Bachelor of Science in Mechanical Engineering Technology
The Bachelor of Science in Mechanical Engineering Technology (BSMCT) Program prepares students for diverse and dynamic careers in industry. The BSMCT graduates work in fields that require understanding of the relationships and dependencies among materials, product development, manufacturing systems and processes, or energy production, transformation and transmission (including alternative energy). This profession calls for a broad outlook on solving complex problems. It involves design, development and production. It keeps pace with ever-evolving technology, and mechanical engineering technologists serve as an interface between society and technology.
Possible applications for a BSMCT degree include:
- Equipment design
- Manufacturing: consumer products, chemical products, farm equipment, industrial equipment, paper and wood products
- Alternative energy
The BSMCT program emphasizes hands-on laboratory experiences, and courses stress the practical application of mathematics, science, and engineering to solve real world problems.

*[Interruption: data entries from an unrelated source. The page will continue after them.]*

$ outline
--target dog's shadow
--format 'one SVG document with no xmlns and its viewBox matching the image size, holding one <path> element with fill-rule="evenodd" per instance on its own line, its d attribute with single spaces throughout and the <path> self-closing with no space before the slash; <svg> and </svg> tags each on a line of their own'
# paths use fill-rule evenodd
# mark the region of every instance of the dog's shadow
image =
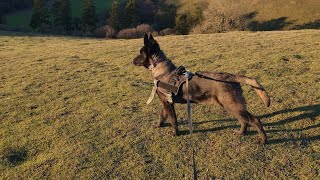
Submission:
<svg viewBox="0 0 320 180">
<path fill-rule="evenodd" d="M 316 105 L 311 105 L 311 106 L 302 106 L 302 107 L 297 107 L 293 109 L 283 109 L 280 111 L 276 111 L 270 114 L 265 114 L 260 116 L 260 118 L 271 118 L 273 116 L 281 115 L 281 114 L 287 114 L 287 113 L 293 113 L 293 112 L 302 112 L 301 114 L 297 116 L 292 116 L 286 119 L 282 119 L 280 121 L 276 122 L 270 122 L 264 124 L 265 127 L 275 127 L 275 126 L 280 126 L 280 125 L 285 125 L 288 123 L 300 121 L 303 119 L 309 119 L 311 121 L 316 120 L 318 116 L 320 116 L 320 104 Z M 201 122 L 194 122 L 193 124 L 195 126 L 200 125 L 200 124 L 205 124 L 205 123 L 218 123 L 218 122 L 237 122 L 236 119 L 222 119 L 222 120 L 210 120 L 210 121 L 201 121 Z M 179 124 L 186 124 L 185 121 L 180 122 Z M 319 128 L 320 123 L 308 126 L 308 127 L 303 127 L 303 128 L 298 128 L 298 129 L 279 129 L 279 130 L 266 130 L 267 133 L 278 133 L 278 132 L 303 132 L 306 130 L 311 130 L 315 128 Z M 195 129 L 193 132 L 194 133 L 206 133 L 206 132 L 214 132 L 214 131 L 220 131 L 224 129 L 234 129 L 234 128 L 239 128 L 239 125 L 227 125 L 227 126 L 221 126 L 221 127 L 214 127 L 210 129 Z M 267 128 L 268 129 L 268 128 Z M 189 131 L 184 130 L 180 131 L 179 135 L 187 135 L 189 134 Z M 256 134 L 255 131 L 249 131 L 248 135 L 253 135 Z M 278 144 L 278 143 L 283 143 L 283 142 L 298 142 L 298 141 L 303 141 L 303 142 L 312 142 L 312 141 L 320 141 L 320 134 L 315 135 L 315 136 L 309 136 L 309 137 L 301 137 L 301 138 L 280 138 L 280 139 L 270 139 L 268 140 L 269 144 Z"/>
</svg>

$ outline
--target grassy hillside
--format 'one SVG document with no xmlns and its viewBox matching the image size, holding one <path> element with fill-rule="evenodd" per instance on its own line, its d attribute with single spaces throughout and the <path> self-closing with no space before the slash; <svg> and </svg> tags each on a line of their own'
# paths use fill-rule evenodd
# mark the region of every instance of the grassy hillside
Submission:
<svg viewBox="0 0 320 180">
<path fill-rule="evenodd" d="M 177 65 L 256 77 L 271 107 L 244 87 L 262 117 L 257 133 L 218 106 L 192 105 L 195 133 L 154 129 L 157 98 L 148 70 L 134 67 L 142 39 L 0 36 L 0 174 L 4 179 L 191 179 L 190 143 L 201 179 L 320 176 L 320 31 L 232 32 L 158 37 Z M 185 105 L 177 105 L 186 118 Z"/>
</svg>

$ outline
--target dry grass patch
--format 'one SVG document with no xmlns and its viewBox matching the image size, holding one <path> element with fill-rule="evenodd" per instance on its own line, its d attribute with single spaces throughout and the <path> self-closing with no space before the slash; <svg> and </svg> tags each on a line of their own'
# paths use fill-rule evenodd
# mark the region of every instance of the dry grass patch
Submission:
<svg viewBox="0 0 320 180">
<path fill-rule="evenodd" d="M 0 36 L 0 172 L 4 179 L 201 179 L 319 177 L 319 31 L 233 32 L 158 37 L 175 64 L 191 71 L 256 77 L 265 108 L 248 87 L 269 144 L 232 135 L 238 123 L 217 106 L 192 106 L 194 135 L 154 129 L 159 104 L 146 69 L 131 60 L 138 40 Z M 178 117 L 186 118 L 184 105 Z M 211 112 L 211 113 L 210 113 Z M 187 133 L 185 121 L 180 129 Z M 19 157 L 19 161 L 12 161 Z M 10 163 L 14 162 L 14 163 Z"/>
</svg>

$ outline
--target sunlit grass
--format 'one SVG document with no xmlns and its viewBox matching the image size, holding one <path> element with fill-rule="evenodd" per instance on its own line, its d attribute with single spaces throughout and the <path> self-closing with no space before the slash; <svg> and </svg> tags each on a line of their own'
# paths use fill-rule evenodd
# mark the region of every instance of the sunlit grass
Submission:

Bachelor of Science in Mechanical Engineering Technology (BSMCT) Program is accredited by the Engineering Technology Accreditation Commission of ABET, http://www.abet.org.

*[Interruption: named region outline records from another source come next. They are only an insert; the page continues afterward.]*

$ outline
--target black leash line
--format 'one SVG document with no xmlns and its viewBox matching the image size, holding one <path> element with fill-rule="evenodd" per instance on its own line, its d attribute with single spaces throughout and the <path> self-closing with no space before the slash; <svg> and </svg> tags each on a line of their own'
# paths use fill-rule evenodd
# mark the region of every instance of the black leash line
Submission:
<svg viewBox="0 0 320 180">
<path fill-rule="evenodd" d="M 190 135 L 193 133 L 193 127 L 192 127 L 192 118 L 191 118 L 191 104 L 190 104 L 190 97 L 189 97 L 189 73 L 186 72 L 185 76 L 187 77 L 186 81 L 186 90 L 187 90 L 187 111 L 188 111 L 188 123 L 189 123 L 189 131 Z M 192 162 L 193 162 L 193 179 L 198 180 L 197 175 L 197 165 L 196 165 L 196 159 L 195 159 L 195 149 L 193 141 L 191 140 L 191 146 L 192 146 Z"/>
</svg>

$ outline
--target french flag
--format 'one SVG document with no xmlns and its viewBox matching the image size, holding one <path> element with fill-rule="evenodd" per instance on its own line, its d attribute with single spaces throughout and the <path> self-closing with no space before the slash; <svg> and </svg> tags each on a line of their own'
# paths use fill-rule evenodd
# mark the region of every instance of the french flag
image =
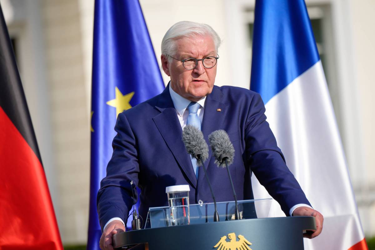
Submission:
<svg viewBox="0 0 375 250">
<path fill-rule="evenodd" d="M 367 249 L 322 63 L 303 0 L 258 0 L 250 89 L 323 231 L 305 249 Z M 255 198 L 269 197 L 253 176 Z M 284 216 L 277 203 L 274 216 Z"/>
</svg>

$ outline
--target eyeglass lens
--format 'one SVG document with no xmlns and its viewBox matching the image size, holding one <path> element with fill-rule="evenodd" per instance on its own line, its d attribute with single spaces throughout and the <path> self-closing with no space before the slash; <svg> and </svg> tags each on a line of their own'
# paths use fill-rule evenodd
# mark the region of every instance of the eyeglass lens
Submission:
<svg viewBox="0 0 375 250">
<path fill-rule="evenodd" d="M 216 58 L 213 57 L 208 57 L 203 59 L 202 62 L 203 66 L 206 68 L 212 68 L 216 64 Z M 184 61 L 183 66 L 186 69 L 193 69 L 196 66 L 198 60 L 195 58 L 189 58 Z"/>
</svg>

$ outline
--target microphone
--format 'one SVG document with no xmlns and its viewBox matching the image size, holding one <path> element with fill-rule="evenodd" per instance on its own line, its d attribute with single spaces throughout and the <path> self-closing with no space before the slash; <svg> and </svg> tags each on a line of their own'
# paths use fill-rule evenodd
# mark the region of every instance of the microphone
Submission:
<svg viewBox="0 0 375 250">
<path fill-rule="evenodd" d="M 137 213 L 137 208 L 135 207 L 135 202 L 134 201 L 134 192 L 133 190 L 133 181 L 130 181 L 130 186 L 132 188 L 132 193 L 133 194 L 133 220 L 132 221 L 132 229 L 138 230 L 141 229 L 141 220 L 138 219 L 138 214 Z"/>
<path fill-rule="evenodd" d="M 188 153 L 196 159 L 197 165 L 203 166 L 202 168 L 204 171 L 206 180 L 208 184 L 215 205 L 213 220 L 214 222 L 218 222 L 219 220 L 216 204 L 216 199 L 215 199 L 215 195 L 212 191 L 212 187 L 211 186 L 211 183 L 207 176 L 206 168 L 204 167 L 204 162 L 208 157 L 208 146 L 204 140 L 203 134 L 202 131 L 194 126 L 186 125 L 182 132 L 182 141 L 185 144 L 185 147 L 186 148 Z"/>
<path fill-rule="evenodd" d="M 240 212 L 237 204 L 237 196 L 233 186 L 231 172 L 229 171 L 229 166 L 233 163 L 234 157 L 234 148 L 229 139 L 228 134 L 222 129 L 217 130 L 210 134 L 208 135 L 208 141 L 211 148 L 212 149 L 212 155 L 215 157 L 215 163 L 219 167 L 226 167 L 236 203 L 234 217 L 236 220 L 239 220 Z"/>
</svg>

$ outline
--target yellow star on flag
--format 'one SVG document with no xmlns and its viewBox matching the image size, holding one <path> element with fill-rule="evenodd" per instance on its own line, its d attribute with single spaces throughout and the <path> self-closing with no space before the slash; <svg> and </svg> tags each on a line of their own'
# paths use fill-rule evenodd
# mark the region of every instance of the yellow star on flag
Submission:
<svg viewBox="0 0 375 250">
<path fill-rule="evenodd" d="M 132 106 L 129 104 L 129 102 L 132 97 L 133 97 L 133 96 L 134 95 L 134 92 L 130 92 L 124 96 L 123 95 L 122 93 L 117 87 L 115 88 L 115 92 L 116 94 L 116 99 L 111 100 L 110 101 L 108 101 L 105 103 L 110 106 L 116 108 L 116 117 L 117 118 L 119 114 L 124 110 L 129 109 L 132 107 Z"/>
</svg>

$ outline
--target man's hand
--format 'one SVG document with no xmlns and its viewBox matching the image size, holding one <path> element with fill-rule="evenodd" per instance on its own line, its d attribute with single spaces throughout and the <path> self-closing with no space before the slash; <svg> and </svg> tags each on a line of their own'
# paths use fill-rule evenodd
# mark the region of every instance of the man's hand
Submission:
<svg viewBox="0 0 375 250">
<path fill-rule="evenodd" d="M 303 234 L 303 237 L 309 239 L 315 238 L 320 234 L 323 229 L 323 221 L 324 218 L 320 213 L 316 210 L 307 207 L 300 207 L 296 208 L 293 212 L 294 216 L 314 216 L 316 224 L 316 230 L 311 230 Z"/>
<path fill-rule="evenodd" d="M 125 232 L 125 227 L 119 220 L 114 220 L 110 222 L 100 237 L 99 244 L 102 250 L 113 250 L 112 235 L 117 233 Z"/>
</svg>

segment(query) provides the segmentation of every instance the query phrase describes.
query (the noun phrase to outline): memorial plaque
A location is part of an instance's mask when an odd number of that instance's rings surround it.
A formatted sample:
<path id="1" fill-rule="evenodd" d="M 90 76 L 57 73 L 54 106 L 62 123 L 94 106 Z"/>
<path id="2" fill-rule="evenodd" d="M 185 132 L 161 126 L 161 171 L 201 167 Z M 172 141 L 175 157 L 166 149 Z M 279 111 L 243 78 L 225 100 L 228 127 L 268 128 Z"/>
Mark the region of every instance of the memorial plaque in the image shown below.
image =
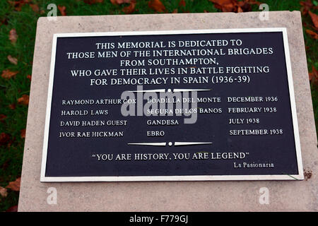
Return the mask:
<path id="1" fill-rule="evenodd" d="M 54 35 L 41 182 L 295 179 L 285 28 Z"/>

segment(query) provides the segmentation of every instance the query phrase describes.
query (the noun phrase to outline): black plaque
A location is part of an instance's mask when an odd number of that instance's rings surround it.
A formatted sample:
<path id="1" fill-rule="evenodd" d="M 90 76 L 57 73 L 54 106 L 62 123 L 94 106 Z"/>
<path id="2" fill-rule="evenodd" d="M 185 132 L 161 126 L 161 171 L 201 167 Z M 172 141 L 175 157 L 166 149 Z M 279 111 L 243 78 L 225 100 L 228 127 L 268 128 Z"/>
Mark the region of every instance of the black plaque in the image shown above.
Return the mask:
<path id="1" fill-rule="evenodd" d="M 302 179 L 285 28 L 56 34 L 42 182 Z"/>

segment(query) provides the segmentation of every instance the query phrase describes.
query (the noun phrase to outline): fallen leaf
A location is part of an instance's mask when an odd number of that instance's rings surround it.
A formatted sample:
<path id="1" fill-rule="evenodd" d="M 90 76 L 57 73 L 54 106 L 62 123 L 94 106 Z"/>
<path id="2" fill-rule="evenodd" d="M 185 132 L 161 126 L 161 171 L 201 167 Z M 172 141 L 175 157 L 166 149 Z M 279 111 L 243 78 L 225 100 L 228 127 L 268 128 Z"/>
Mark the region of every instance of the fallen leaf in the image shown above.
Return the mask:
<path id="1" fill-rule="evenodd" d="M 21 97 L 18 99 L 18 104 L 28 105 L 29 104 L 29 95 L 23 94 Z"/>
<path id="2" fill-rule="evenodd" d="M 8 105 L 8 107 L 12 110 L 14 110 L 16 109 L 16 104 Z"/>
<path id="3" fill-rule="evenodd" d="M 0 186 L 0 196 L 2 197 L 6 197 L 8 196 L 7 190 L 1 186 Z"/>
<path id="4" fill-rule="evenodd" d="M 64 6 L 57 6 L 61 16 L 66 16 L 66 7 Z"/>
<path id="5" fill-rule="evenodd" d="M 37 4 L 30 4 L 30 7 L 31 7 L 32 10 L 35 13 L 39 13 L 40 12 L 39 6 L 37 6 Z"/>
<path id="6" fill-rule="evenodd" d="M 11 30 L 10 30 L 9 40 L 10 41 L 11 41 L 12 44 L 16 42 L 16 40 L 18 40 L 18 34 L 16 33 L 16 29 L 13 28 L 11 29 Z"/>
<path id="7" fill-rule="evenodd" d="M 318 34 L 316 33 L 315 32 L 313 32 L 313 31 L 311 30 L 307 29 L 307 30 L 306 30 L 306 32 L 307 32 L 308 35 L 310 35 L 310 36 L 312 36 L 312 38 L 314 38 L 315 40 L 318 40 Z"/>
<path id="8" fill-rule="evenodd" d="M 10 207 L 6 212 L 18 212 L 18 206 L 13 206 Z"/>
<path id="9" fill-rule="evenodd" d="M 6 115 L 4 115 L 4 114 L 0 114 L 0 121 L 4 121 L 6 119 Z"/>
<path id="10" fill-rule="evenodd" d="M 216 8 L 222 10 L 223 12 L 237 11 L 236 2 L 233 0 L 208 0 L 214 3 Z"/>
<path id="11" fill-rule="evenodd" d="M 185 7 L 185 1 L 180 0 L 180 1 L 179 1 L 179 6 L 184 6 Z"/>
<path id="12" fill-rule="evenodd" d="M 312 71 L 309 73 L 310 81 L 314 85 L 318 85 L 318 71 L 312 66 Z"/>
<path id="13" fill-rule="evenodd" d="M 113 5 L 121 5 L 124 3 L 130 3 L 131 0 L 110 0 Z"/>
<path id="14" fill-rule="evenodd" d="M 165 11 L 165 7 L 160 0 L 151 0 L 148 6 L 158 13 L 163 13 Z"/>
<path id="15" fill-rule="evenodd" d="M 102 3 L 104 0 L 84 0 L 84 2 L 88 4 L 94 4 L 95 3 Z"/>
<path id="16" fill-rule="evenodd" d="M 314 28 L 318 28 L 318 15 L 314 14 L 310 11 L 309 11 L 308 13 L 312 18 L 312 23 L 314 23 Z"/>
<path id="17" fill-rule="evenodd" d="M 300 8 L 300 11 L 302 15 L 306 15 L 308 11 L 312 8 L 314 5 L 311 0 L 307 0 L 306 1 L 300 1 L 299 3 L 302 7 Z"/>
<path id="18" fill-rule="evenodd" d="M 126 14 L 132 13 L 135 11 L 136 0 L 131 0 L 129 6 L 124 7 L 122 11 Z"/>
<path id="19" fill-rule="evenodd" d="M 12 56 L 11 55 L 8 55 L 7 56 L 8 60 L 11 62 L 13 64 L 17 65 L 18 64 L 18 59 L 16 59 L 16 57 Z"/>
<path id="20" fill-rule="evenodd" d="M 20 131 L 21 133 L 21 138 L 25 138 L 25 129 L 23 129 Z"/>
<path id="21" fill-rule="evenodd" d="M 18 71 L 11 71 L 8 69 L 2 71 L 1 77 L 4 78 L 11 78 L 14 76 L 16 76 Z"/>
<path id="22" fill-rule="evenodd" d="M 19 177 L 14 182 L 9 182 L 9 184 L 8 184 L 8 186 L 6 186 L 6 189 L 9 189 L 14 191 L 19 191 L 20 183 L 21 183 L 21 177 Z"/>
<path id="23" fill-rule="evenodd" d="M 6 133 L 0 133 L 0 145 L 4 145 L 10 141 L 10 135 Z"/>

The BSMCT program is unique as it allows students to choose a specialty track. These tracks, which include energy, design, and manufacturing consist of 12 credit hours. Each gives students a chance to focus on a particular aspect of mechanical engineering, thus differentiating their degrees.
- Energy Track—Courses include Applied Thermodynamics, Heat Transfer, Energy Source and Conversion, Fluid Mechanics
- Design Track—Courses include Mechanics of Materials, Kinematics and Dynamics of Machines, Applied Thermodynamics, Design of Machine Elements
- Manufacturing Track—Courses include Manufacturing Processes, Process Engineering, Computer Aided Manufacturing, Statistical Quality Control
All mechanical engineering technology students take the same "technical core" courses, which emphasize applications engineering topics such as statics, dynamics and instrumentation. In addition to their core classes and specialty track, BSMCT students choose an additional eight credits of upper level courses. These classes can be along the same line of their specialty track, or they can pick classes in another track, to "cross-train" and further strengthen their educational background.
With the help of the academic advisor, students can work out a plan that will fit their interests as well as set them on the path to a great career in mechanical engineering technology.
Wayne State students pursuing a Bachelor's of Science in Mechanical Engineering Technology may have the option of taking classes at the Advanced Technology Center or at the Schoolcraft Center. Contact Joyce Lien, Engineering Technology advisor, at email@example.com or 313-577-0800 for additional information.
The below chart shows a recent breakdown of B.S. mechanical engineering technology alumni employed in various industries.
B.S.-MCT educational objectives:
Program educational objectives are broad statements that describe what graduates are expected to attain within a few years after graduation. Program educational objectives are based on the needs of the program's constituencies.
PEO-1 To produce graduates who attain gainful employment and practice successfully in mechanical related engineering technology professions;
PEO-2 To produce graduates who remain technically current and adapt to rapidly changing technologies through continuous learning and self-improvement;
PEO-3 To produce graduates who demonstrate independent thinking and function effectively in teams to solve open-ended problems in an industrial environment;
PEO-4 To produce graduates who communicate effectively and perform ethically and professionally in business, industry, and society.
Student outcomes describe what students are expected to know and be able to do by the time of graduation. These relate to the knowledge, skills, and behaviors that students acquire as they progress through the program.
Student outcomes for the MCT program are:
- an ability to apply knowledge, techniques, skills and modern tools of mathematics, science, engineering, and technology to solve broadly-defined engineering problems appropriate to the discipline;
- an ability to design systems, components, or processes meeting specified needs for broadly-defined engineering problems appropriate to the discipline;
- an ability to apply written, oral, and graphical communication in broadly-defined technical and non-technical environments; and an ability to identify and use appropriate technical literature;
- an ability to conduct standard tests, measurements, and experiments and to analyze and interpret the results to improve processes; and
- an ability to function effectively as a member or leader on a technical team.